In art class one morning, the students were introduced to a very special number pattern that is manifested in countless ways in nature. It is called the Fibonacci sequence, and it’s named after an Italian mathematician despite the fact that the sequence was discovered by Indian mathematicians many years prior. Ways in which the Fibonacci sequence can be observed in nature include the branching of a tree, arrangement of leaves on a stem, and the curl of a seashell. The students’ challenge was to represent the visual patterns they saw, from the Fibonacci sequence arranged on an XY axis to the center of a sunflower on small sheets of paper while honoring the ratios presented.

Back in the classroom, the students were asked to re-present their understanding of the Fibonacci sequence. They were then given graphing paper to produce colorful and mathematically accurate models of the sequence.

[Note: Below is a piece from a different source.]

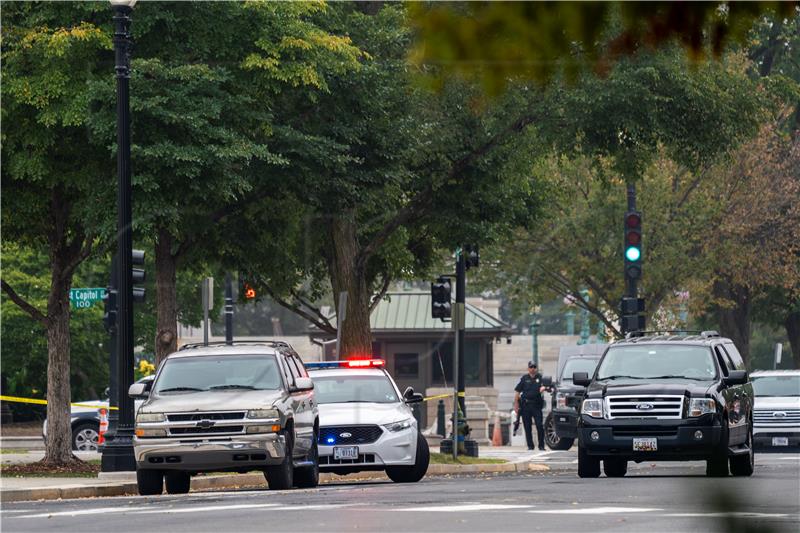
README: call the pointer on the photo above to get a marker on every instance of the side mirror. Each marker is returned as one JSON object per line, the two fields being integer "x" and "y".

For homework, they were asked to bring in natural objects that represented the same pattern. They adhered their samples to cardboard, and extended the patterns they saw in it by drawing a continuation.

Musically, the students were challenged to create patterns using different instruments and working in groups. They practiced modeling different rhythms and trying to imitate each other’s rhythms. It was a deeply creative exercise and the students were very enthusiastic throughout!

Practicing pattern recognition is an important skill that strengthens different forms of cognitive reasoning, from mathematical and scientific to aesthetic. It also allows students to recognize cycles and patterns that repeat in nature, such as life cycles and time, which form a major component of the early elementary Texas state educational objectives.